One of Cane's colleagues suggested they examine satellite data on high clouds. Thin cirrus clouds are invisible from the ground and form above other clouds, near the top of the troposphere, the layer of Earth's atmosphere where weather occurs.
The ISCCP cloud cover data, planned for 1983 through 2005 with data currently from 1983 through 1994, show global cloud cover and cloud types over month-long intervals, allowing the researchers to determine that high clouds were present, dimming the Pleiades, and to verify that El Niño events correlated with high cloud appearances.
Panoramic view of the Andes Mountains, Chile and Argentina, showing wisps of cirrus clouds (Image courtesy of the JSC Digital Image Collection. A new browser window will open.)
They needed more information about the high clouds, including the clouds' thickness and composition, available in the SAGE II data collection. To make these observations, a satellite is lined up so the Earth's atmosphere is between the satellite sensor and the sun. Then the sensor measures differences in the way the light gets through the atmosphere, Chiang said. The data allowed Chiang and the other researchers to compare high-cloud thickness at different times.
They found that when the high clouds were thicker, obscuring the Pleiades, the El Niño that occurred a few months later was more severe and less rain fellm, thus confirming the farmer's observations.

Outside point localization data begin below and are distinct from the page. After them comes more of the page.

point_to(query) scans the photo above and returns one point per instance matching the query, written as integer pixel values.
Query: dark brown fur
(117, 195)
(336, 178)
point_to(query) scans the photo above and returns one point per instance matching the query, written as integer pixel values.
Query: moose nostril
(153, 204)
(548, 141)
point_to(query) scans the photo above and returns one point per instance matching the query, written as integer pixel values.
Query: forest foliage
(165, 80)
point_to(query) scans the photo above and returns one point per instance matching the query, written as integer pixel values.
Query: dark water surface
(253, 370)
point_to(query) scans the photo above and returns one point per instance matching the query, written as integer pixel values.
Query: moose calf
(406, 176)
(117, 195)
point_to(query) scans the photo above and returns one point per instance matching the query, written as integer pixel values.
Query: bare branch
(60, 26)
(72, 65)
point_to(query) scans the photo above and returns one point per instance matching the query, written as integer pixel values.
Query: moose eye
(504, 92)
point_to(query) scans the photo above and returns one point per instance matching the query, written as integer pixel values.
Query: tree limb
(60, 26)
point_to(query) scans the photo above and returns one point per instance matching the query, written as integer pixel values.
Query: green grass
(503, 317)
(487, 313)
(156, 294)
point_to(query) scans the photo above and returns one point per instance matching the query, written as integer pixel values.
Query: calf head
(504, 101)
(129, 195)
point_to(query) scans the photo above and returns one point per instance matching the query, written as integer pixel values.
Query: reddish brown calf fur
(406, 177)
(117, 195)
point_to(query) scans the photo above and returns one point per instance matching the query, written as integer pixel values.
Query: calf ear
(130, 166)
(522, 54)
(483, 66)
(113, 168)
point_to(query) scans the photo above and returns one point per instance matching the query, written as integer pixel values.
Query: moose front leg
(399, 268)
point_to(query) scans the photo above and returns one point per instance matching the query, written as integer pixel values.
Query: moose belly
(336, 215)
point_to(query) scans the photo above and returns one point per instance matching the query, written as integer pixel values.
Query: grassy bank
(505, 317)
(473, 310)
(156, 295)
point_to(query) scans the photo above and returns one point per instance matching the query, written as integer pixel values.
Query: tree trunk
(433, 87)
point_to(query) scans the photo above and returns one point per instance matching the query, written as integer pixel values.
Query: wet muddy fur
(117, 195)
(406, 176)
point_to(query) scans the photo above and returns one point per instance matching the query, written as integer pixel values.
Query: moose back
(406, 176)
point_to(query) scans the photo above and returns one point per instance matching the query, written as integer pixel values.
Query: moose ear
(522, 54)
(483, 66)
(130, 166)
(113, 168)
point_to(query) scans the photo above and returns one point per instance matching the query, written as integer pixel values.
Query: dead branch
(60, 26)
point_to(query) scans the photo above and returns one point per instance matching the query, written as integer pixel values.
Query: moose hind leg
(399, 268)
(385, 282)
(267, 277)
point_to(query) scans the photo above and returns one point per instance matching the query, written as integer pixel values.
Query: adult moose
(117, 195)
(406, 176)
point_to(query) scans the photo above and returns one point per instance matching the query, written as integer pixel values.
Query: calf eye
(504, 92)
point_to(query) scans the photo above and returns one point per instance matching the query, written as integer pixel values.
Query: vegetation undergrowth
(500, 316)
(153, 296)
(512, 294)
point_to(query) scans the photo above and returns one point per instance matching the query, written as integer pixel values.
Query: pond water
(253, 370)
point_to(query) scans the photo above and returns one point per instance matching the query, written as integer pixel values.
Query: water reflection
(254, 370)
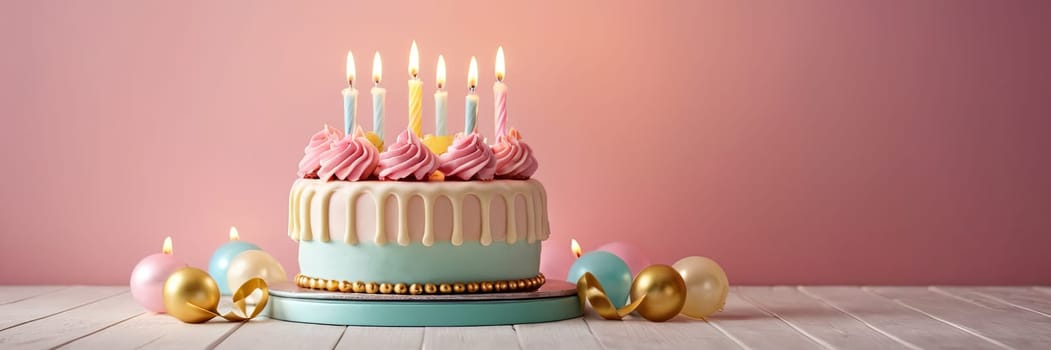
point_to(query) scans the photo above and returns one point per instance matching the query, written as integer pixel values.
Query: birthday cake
(408, 220)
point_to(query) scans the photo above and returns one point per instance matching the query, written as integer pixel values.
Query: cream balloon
(706, 286)
(251, 264)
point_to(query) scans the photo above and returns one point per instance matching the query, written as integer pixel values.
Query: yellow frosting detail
(438, 144)
(315, 194)
(374, 139)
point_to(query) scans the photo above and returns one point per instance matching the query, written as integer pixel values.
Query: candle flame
(500, 70)
(167, 246)
(440, 75)
(472, 74)
(377, 68)
(413, 60)
(350, 68)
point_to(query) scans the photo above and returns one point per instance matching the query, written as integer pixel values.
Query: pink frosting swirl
(320, 143)
(407, 158)
(352, 158)
(468, 158)
(514, 158)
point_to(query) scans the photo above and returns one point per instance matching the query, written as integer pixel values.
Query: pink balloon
(634, 256)
(148, 278)
(555, 260)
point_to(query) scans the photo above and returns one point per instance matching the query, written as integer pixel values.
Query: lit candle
(220, 262)
(378, 97)
(349, 97)
(440, 98)
(500, 96)
(472, 99)
(415, 91)
(149, 274)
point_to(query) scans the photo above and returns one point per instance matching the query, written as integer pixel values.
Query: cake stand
(555, 301)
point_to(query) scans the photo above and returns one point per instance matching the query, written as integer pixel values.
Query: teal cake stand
(556, 300)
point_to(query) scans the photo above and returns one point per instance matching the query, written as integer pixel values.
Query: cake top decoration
(468, 158)
(352, 158)
(320, 143)
(407, 159)
(363, 155)
(514, 158)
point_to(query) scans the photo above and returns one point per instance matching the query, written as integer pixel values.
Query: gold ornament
(189, 294)
(192, 296)
(590, 290)
(661, 292)
(706, 286)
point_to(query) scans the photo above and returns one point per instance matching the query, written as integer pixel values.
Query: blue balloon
(221, 261)
(611, 271)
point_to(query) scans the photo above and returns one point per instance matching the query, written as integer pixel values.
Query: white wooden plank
(562, 334)
(70, 325)
(753, 328)
(382, 337)
(825, 325)
(48, 304)
(156, 331)
(266, 333)
(1023, 297)
(15, 293)
(995, 322)
(470, 337)
(635, 332)
(895, 321)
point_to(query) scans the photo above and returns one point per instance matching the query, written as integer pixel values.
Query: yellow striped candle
(415, 91)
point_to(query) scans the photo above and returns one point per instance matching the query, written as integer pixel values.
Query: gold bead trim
(417, 288)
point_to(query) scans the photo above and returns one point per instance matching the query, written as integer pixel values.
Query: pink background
(812, 142)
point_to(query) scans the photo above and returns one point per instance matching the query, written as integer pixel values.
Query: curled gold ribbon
(239, 301)
(590, 290)
(658, 294)
(192, 296)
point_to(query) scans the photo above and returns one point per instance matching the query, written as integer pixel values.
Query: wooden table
(756, 317)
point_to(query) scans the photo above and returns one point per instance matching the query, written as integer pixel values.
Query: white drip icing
(304, 191)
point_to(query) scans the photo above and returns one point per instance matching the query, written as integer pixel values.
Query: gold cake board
(555, 301)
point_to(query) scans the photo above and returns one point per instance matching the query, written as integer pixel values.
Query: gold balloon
(706, 286)
(190, 294)
(661, 292)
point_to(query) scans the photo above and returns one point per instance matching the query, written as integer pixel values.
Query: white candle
(378, 97)
(471, 114)
(349, 97)
(500, 96)
(440, 99)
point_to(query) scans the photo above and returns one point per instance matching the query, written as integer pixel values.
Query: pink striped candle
(500, 96)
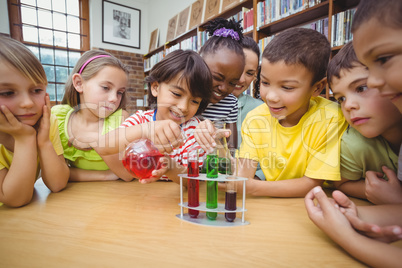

Orlove and Chiang said they could not have performed the study without the ISCCP and SAGE II data.
"Neither of us are primarily NASA people and we're putting the NASA data to use." Orlove said. "It goes to show that the environmental issues that can be addressed through data collected by NASA are of great significance to people around the world. I and my co-researchers feel very fortunate that these data exist and are publicly available so that we're able to make use of them."
Orlove hopes the connection between high clouds and El Niño, discovered through examining an ancient ritual, will encourage climate scientists to look more at indigenous practices all over the world to develop better forecasts.
"There are certainly many difficulties that farmers in underdeveloped nations face. I think it would help climate scientists to know what indigenous forecasting practices are, so they can perhaps combine knowledge to identify new forecasting techniques."